Date
TYPE
COLLABORATORS
Location
2023
Research short film
Walter Munk Foundation for the Oceans
Baja California Sur, Mexico
Brief
Scientists and fishers interchange their tools, skillsets and perspectives in order to study some of the most elusive and vulnerable animals in the sea. Mobula munkiana is the smallest species of devil ray that flies through the water on wing-like pectoral fins, its behaviors and movement patterns yet to be fully understood.
In recent summers, the waters off the Baja Peninsula, tremble with thousands upon thousands of wingtips.

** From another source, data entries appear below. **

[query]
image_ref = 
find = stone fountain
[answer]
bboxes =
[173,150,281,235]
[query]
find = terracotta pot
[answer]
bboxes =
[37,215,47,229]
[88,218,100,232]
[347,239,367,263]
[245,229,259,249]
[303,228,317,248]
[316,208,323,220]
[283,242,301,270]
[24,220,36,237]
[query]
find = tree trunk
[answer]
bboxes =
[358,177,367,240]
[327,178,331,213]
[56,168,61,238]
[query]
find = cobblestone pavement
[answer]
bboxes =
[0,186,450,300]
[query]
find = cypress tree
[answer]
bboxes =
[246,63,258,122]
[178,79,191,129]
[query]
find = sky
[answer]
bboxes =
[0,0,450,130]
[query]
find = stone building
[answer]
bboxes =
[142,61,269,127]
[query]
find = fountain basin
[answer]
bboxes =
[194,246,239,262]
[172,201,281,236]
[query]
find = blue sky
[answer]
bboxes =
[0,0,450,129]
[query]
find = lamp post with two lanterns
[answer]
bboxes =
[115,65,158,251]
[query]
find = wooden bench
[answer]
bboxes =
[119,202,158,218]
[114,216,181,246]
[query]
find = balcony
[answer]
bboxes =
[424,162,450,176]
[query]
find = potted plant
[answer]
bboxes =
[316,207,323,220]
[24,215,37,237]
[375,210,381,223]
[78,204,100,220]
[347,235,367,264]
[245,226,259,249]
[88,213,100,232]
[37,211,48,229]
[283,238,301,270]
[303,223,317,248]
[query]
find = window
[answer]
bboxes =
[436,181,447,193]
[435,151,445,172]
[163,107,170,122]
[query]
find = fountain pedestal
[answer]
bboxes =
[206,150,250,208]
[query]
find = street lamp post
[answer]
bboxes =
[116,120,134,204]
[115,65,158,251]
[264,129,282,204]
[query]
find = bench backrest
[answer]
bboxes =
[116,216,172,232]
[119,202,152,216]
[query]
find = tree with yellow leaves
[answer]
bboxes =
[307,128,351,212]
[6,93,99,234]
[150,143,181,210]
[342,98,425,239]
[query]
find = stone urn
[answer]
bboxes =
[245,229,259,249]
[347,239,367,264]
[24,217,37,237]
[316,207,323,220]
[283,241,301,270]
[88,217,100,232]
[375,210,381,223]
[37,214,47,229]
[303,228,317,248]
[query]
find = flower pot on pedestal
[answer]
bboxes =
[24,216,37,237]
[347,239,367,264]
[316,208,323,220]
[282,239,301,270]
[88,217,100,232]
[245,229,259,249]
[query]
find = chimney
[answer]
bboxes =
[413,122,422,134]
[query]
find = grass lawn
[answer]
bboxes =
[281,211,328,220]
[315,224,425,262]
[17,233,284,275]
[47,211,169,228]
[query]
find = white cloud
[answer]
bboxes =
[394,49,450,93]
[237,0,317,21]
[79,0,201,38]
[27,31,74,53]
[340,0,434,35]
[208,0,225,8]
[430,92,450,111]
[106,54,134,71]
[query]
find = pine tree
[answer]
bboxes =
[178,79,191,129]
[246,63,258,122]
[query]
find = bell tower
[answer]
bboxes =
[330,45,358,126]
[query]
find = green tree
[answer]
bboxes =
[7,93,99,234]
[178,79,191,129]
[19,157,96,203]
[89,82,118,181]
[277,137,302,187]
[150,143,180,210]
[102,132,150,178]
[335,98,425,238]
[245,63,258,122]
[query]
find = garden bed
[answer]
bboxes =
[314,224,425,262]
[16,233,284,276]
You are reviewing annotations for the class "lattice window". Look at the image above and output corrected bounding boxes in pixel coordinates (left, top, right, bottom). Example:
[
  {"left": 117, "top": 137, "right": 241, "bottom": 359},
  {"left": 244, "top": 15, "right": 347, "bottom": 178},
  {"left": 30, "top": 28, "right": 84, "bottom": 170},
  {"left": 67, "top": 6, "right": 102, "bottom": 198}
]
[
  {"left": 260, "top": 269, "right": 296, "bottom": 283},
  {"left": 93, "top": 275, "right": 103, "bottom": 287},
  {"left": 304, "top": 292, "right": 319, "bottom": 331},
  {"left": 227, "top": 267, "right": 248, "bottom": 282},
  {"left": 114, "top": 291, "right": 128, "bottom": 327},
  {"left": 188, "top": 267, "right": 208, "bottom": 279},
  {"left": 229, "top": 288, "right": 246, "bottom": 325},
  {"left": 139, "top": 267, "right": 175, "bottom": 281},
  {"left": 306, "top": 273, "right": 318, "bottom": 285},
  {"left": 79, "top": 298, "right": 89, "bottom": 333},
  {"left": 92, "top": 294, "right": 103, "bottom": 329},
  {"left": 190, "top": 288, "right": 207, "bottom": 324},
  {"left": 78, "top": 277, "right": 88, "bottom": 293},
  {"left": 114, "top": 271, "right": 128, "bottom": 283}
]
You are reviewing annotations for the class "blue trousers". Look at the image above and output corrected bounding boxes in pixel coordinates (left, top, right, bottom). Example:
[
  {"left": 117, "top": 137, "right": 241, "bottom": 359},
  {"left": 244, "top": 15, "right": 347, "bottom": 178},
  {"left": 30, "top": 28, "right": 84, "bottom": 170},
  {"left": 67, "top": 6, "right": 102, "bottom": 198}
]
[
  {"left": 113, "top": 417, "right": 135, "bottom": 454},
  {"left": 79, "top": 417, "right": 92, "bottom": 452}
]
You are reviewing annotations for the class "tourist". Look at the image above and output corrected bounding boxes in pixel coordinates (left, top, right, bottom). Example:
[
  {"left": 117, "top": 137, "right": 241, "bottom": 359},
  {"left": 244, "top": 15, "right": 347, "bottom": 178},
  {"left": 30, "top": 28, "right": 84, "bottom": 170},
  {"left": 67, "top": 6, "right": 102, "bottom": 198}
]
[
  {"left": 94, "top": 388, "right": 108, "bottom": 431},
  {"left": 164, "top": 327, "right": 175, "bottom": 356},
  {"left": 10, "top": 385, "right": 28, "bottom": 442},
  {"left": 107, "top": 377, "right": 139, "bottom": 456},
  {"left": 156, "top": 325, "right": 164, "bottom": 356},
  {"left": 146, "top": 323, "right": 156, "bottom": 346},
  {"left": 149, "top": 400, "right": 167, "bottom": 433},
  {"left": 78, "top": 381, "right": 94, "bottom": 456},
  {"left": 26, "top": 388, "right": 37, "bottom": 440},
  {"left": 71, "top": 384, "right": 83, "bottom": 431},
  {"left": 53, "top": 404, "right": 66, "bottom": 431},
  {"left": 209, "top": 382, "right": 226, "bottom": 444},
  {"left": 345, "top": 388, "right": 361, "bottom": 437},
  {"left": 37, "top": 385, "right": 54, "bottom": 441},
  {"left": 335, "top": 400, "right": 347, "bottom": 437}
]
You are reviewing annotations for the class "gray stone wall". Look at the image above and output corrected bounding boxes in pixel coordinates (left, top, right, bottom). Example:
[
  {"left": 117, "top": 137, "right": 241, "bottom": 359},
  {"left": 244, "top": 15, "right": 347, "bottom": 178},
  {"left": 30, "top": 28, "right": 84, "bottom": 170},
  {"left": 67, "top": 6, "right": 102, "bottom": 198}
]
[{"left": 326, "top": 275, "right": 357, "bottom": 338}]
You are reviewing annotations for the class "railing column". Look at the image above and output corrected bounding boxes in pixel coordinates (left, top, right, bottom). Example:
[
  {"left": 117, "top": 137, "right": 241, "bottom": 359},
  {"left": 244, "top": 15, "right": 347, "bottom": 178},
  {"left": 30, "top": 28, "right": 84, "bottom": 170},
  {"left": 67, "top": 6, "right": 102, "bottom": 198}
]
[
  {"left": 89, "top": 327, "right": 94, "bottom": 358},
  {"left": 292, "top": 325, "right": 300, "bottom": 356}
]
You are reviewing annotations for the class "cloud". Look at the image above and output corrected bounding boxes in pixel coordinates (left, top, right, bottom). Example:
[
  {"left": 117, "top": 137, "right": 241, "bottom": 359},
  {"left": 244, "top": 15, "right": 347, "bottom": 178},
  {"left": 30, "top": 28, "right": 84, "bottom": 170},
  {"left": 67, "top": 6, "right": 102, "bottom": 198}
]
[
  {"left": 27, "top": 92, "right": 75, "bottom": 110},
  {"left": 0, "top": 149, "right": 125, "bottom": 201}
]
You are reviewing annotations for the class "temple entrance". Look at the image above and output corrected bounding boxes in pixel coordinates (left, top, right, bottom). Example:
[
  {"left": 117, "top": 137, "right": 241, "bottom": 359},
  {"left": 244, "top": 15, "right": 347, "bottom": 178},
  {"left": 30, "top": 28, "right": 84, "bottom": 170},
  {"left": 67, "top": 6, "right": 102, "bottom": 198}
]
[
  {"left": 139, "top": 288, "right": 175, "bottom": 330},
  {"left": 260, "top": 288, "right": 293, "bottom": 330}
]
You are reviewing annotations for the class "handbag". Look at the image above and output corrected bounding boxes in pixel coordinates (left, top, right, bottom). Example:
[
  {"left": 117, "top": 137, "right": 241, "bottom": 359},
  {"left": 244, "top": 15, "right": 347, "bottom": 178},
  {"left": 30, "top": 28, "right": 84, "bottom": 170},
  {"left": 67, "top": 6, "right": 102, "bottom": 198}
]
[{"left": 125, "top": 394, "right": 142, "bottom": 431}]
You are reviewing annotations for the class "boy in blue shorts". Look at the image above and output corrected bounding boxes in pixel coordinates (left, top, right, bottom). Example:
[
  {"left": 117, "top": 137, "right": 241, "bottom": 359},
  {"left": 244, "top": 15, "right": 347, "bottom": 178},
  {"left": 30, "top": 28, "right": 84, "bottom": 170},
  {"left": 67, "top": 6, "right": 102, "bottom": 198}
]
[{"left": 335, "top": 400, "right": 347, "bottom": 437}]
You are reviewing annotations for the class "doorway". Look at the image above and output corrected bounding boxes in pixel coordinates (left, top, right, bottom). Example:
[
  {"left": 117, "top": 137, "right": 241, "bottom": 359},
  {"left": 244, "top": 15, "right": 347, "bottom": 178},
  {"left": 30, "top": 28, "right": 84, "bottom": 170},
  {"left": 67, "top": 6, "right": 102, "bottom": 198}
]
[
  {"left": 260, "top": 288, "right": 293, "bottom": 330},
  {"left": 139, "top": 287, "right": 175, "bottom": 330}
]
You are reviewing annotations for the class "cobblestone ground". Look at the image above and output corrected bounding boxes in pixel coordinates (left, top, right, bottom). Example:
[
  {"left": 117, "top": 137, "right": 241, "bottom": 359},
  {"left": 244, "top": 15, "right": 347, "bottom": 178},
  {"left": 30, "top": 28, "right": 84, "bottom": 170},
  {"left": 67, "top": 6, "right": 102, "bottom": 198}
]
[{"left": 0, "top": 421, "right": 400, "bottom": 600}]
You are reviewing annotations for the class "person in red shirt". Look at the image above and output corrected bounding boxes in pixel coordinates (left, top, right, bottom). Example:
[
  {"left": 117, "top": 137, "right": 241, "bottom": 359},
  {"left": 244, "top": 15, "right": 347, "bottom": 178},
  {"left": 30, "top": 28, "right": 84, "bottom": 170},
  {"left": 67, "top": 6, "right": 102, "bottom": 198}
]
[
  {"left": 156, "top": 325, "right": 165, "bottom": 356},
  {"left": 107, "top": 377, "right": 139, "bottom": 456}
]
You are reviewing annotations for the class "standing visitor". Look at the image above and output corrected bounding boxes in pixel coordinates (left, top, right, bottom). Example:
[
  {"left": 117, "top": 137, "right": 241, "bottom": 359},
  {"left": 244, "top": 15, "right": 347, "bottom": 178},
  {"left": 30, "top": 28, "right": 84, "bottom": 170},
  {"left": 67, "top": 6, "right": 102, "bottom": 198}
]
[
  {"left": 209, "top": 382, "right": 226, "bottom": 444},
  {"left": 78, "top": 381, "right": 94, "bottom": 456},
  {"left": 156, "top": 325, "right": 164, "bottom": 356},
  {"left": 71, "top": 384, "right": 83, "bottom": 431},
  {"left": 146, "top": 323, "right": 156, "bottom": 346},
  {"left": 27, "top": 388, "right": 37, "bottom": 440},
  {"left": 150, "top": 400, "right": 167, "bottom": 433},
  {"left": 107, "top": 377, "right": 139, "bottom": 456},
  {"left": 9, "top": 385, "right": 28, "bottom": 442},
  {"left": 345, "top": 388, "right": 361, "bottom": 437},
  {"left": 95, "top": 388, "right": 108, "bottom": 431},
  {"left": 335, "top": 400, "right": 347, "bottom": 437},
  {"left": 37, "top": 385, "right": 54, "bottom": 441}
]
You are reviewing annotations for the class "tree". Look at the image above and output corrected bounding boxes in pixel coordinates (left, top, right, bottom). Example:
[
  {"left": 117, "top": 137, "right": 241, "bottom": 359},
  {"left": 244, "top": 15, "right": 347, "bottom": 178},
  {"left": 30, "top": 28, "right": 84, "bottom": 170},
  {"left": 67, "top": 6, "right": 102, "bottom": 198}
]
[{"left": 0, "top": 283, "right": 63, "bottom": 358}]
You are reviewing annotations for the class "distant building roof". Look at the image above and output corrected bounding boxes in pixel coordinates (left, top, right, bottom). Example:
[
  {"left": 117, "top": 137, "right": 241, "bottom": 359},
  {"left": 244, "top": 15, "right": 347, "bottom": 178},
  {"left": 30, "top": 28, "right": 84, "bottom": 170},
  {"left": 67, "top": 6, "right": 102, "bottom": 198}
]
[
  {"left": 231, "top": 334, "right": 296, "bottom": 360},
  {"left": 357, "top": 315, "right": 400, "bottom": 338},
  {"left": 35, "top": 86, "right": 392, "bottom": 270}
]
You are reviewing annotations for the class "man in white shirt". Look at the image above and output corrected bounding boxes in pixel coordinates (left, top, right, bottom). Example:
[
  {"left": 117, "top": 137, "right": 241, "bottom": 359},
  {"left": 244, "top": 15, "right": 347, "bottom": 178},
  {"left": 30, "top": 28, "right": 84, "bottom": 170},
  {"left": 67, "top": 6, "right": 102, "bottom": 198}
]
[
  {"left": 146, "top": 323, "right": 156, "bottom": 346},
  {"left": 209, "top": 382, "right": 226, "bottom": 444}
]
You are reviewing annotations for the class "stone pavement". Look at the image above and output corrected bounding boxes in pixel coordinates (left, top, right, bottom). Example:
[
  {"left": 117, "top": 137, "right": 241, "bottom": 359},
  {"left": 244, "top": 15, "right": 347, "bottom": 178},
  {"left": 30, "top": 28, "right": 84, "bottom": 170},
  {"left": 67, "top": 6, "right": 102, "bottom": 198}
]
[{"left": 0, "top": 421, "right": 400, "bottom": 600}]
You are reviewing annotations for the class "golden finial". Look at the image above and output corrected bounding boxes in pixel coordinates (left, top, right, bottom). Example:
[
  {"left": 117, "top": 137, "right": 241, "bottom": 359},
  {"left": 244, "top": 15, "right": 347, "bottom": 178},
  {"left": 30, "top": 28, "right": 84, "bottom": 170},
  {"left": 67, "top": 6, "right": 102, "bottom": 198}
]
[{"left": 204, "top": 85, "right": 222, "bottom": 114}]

The smallest species of Mobula, also known as Munk’s pygmy devil ray, gather in schools by the thousands, one of the largest known aggregations of any elasmobranch in the world. The sheer scale of these events creates a stunning phenomenon as the animals soar in unison just beneath the surface like an aquatic murmuration. But it also creates a precarious moment for the ray population. Despite the prohibition of fishing manta and devil rays in Mexico, these highly mobile animals are highly susceptible to bycatch, unintentionally caught in the massive nets of industrial trawlers or gillnet fishers where they drown before being tossed back into the sea, prohibited product. The elevated risk to an animal known to aggregate en masse makes the question of why they do it all the more important.
The secretive lives of these rays undoubtedly adds to their allure, but it also presents a lot of challenges to understanding more about them. Designing studies to reveal which environmental cues draw the rays together for example, or whether the events are related to reproduction, are critical pieces of their story that could dictate how to protect them, but how does one study an animal that soars where we can’t even breathe? Other mysteries, like why they perform their characteristic aerial stunt breaching the surface before crashing back into the sea, seem almost impossible to confirm without learning to speak to them.
While schools of munkiana appear all around the peninsula and nearby islands, it’s necessary to track individuals to tease out patterns about the groups’ movement, use of habitat, and life cycle. To explore these questions, their movements need to be studied with precision, a feat achieved by tagging rays with small acoustic beacons. As the rays travel the tags reveal their location by emitting a signal picked up by an array of underwater receivers stationed around the region. The challenge of this approach is locating and rounding up the rays as if they were a herd of wild horses, wrangling a portion of the school with a weighted net in order to catch and hold a few long enough to tag and measure. And of course this herd is underwater, fleeing in every direction including down. That’s where the fishermen of Baja California Sur come in.
The data that’s been collected so far from tagged mobulas tells the story of how, or at least where, they are spending their time. These rays swim hundreds of kilometers a year, seasonally migrating around the peninsula between the Pacific Ocean and the Gulf of California. Understanding their full range of movements can inform how we manage activities in these areas that have an impact on this highly vulnerable species.
When researchers and fishers pool their resources, knowledge and capabilities some of the best science is produced. Researchers alone were never going to catch live specimens for tagging, and without this sophisticated tracking system there was no way to confirm movement patterns. The result is a level of capable scientific research that can reveal the ecological importance of very specific areas, an imperative for designing sound management practices or building a case to restrict harmful fishing practices in places of critical importance for life in the sea.